Na het creëren van de Default Rules kunnen applicaties geblokkeerd worden. Dit kan gedaan worden door op de rechtermuisknop te klikken op Executable Rules, en vervolgens op Create New Rule. Vervolgens wordt een wizard doorlopen wat er met de applicatie gedaan moet worden en waaraan hij moet voldoen. Er zijn drie soorten condities waaraan een applicatie kan worden gecategoriseerd. Deze zijn Publisher, Path en File Hash.

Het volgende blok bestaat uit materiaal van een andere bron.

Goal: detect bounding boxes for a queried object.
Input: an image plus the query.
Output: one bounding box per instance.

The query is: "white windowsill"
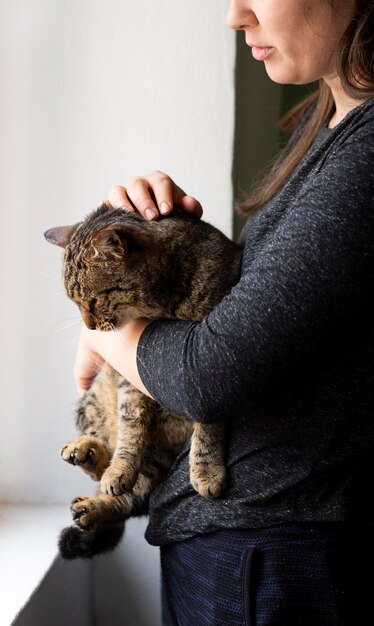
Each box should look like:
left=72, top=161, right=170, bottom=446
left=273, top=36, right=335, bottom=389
left=0, top=504, right=70, bottom=626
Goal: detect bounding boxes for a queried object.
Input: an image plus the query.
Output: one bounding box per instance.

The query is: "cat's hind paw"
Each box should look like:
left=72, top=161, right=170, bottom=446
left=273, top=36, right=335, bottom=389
left=58, top=522, right=124, bottom=560
left=70, top=496, right=101, bottom=530
left=100, top=459, right=138, bottom=496
left=61, top=435, right=110, bottom=480
left=190, top=463, right=227, bottom=499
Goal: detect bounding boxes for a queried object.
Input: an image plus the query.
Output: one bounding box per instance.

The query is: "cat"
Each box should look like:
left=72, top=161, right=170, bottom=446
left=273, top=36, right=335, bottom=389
left=45, top=203, right=242, bottom=559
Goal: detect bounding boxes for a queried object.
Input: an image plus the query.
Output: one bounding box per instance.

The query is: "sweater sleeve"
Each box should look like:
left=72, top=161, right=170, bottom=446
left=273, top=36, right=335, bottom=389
left=137, top=119, right=374, bottom=423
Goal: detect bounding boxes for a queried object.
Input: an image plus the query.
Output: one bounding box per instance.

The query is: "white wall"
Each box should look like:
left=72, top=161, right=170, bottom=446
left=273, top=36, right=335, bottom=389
left=0, top=0, right=235, bottom=502
left=0, top=0, right=235, bottom=626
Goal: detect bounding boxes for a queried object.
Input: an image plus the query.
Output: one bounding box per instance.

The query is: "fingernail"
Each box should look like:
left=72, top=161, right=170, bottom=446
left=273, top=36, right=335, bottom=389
left=160, top=200, right=170, bottom=213
left=145, top=209, right=157, bottom=220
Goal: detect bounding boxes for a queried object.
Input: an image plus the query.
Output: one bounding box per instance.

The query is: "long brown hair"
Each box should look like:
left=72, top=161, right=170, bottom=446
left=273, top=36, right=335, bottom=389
left=238, top=0, right=374, bottom=214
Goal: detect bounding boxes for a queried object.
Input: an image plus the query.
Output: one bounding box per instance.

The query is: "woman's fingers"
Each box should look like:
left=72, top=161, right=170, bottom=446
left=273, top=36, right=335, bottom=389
left=108, top=170, right=203, bottom=220
left=108, top=185, right=134, bottom=212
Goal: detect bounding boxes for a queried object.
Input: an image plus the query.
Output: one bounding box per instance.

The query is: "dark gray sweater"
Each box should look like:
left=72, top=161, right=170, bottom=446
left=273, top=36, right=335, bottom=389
left=138, top=100, right=374, bottom=544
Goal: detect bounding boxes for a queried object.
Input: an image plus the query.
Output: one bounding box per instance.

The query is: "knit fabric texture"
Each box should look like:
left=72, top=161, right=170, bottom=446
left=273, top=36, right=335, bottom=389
left=161, top=524, right=374, bottom=626
left=138, top=100, right=374, bottom=545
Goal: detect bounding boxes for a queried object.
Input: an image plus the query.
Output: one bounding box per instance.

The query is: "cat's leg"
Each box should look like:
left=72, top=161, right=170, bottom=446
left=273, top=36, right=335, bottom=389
left=101, top=383, right=157, bottom=496
left=61, top=435, right=110, bottom=480
left=190, top=422, right=227, bottom=498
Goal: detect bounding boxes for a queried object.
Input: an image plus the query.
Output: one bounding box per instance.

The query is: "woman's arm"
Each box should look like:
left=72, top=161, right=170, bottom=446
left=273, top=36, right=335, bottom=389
left=73, top=117, right=374, bottom=422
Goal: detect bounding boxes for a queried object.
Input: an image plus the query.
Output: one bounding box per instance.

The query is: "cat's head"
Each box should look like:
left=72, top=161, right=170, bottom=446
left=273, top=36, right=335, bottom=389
left=45, top=204, right=165, bottom=330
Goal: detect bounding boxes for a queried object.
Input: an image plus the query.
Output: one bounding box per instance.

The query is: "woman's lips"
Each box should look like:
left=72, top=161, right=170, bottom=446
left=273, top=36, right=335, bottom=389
left=251, top=46, right=274, bottom=61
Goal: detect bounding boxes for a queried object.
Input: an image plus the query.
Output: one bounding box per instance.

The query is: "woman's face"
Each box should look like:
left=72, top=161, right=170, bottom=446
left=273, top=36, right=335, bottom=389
left=226, top=0, right=355, bottom=84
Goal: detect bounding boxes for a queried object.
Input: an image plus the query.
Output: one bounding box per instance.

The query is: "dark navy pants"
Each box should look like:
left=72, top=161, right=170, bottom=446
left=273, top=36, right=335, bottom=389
left=161, top=524, right=374, bottom=626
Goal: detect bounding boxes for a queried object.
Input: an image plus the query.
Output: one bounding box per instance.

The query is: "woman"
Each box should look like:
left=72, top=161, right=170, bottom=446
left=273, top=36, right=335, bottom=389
left=75, top=0, right=374, bottom=626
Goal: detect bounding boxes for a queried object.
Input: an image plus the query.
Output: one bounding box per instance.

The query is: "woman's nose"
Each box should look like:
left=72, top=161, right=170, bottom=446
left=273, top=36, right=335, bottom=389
left=226, top=0, right=258, bottom=30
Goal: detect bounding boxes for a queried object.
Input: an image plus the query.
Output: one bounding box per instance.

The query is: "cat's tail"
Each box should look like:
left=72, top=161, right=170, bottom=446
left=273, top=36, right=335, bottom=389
left=58, top=522, right=125, bottom=560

Als er gekozen wordt voor de publisher conditie kan er een regel gemaakt worden op basis van de digitale handtekening van de uitgever. Op deze manier kan bijvoorbeeld alle software van Adobe geblokkeerd of geaccepteerd worden. Indien er wordt gekozen voor Path conditie kan er via een bepaald pad een applicatie geblokkeerd worden. Door middel van de File Hash conditie kan er op basis van een File Hash een applicatie geblokkeerd worden. Er zal een hash van de applicatie gemaakt worden, en zodra deze overeenkomt wordt de applicatie geblokkeerd. Dit heeft als nadeel dat bij een applicatie update er een nieuwe hash gemaakt dient te worden. De blokkades van Servermanager.exe, MMC.exe en Ipconfig.exe worden gedaan op basis van de Path methode.

ScreenShot049

Om de policy daadwerkelijk door te voeren moet hij gekoppeld worden aan de OU waar ook de server zich in bevind. Tevens moet er binnen de Group Policy aangegeven worden dat hij uitgerold mag worden. Dit kan gedaan worden door op de rechtermuisknop te klikken op Applocker en te kiezen voor eigenschappen. Hier kunnen de verschillende bestandextensiegroepen apart geactiveerd worden. Tijdens het activeren kan er gekozen worden voor Enforce Rules of Audit Only. Indien er gekozen wordt voor Audit Only kan in het systeemlogboek uitgelezen worden welke applicaties eigenlijk geblokkeerd zouden worden, zonder ze daadwerkelijk te blokkeren. Dit kan zeer bruikbaar zijn in live omgevingen waar eerst getest moet worden. In dit geval activeren we de policy via Enforce rules.

download

Als dit geconfigureerd is, is de policy klaar voor gebruik. Echter zal het nog niet werken, de applicaties worden gewoon toegelaten. Dit komt omdat voor de verificatie van de applicaties een systeemservice moet draaien welke niet standaard gestart staat. Deze service is de Application Identity service en kan gestart worden met het commando: ‘net start AppIDsvc’. Na het starten werkt de policy naar behoren en worden de geconfigureerde applicaties geblokkeerd.

ScreenShot055

Zodra applicaties geblokkeerd worden kunnen deze teruggevonden worden in het logboek van de RDS server. Elke applicatie die wordt toegestaan of geblokkeerd wordt hierin weergegeven. Dit kan een zeer handig hulpmiddel zijn voor systeembeheerders.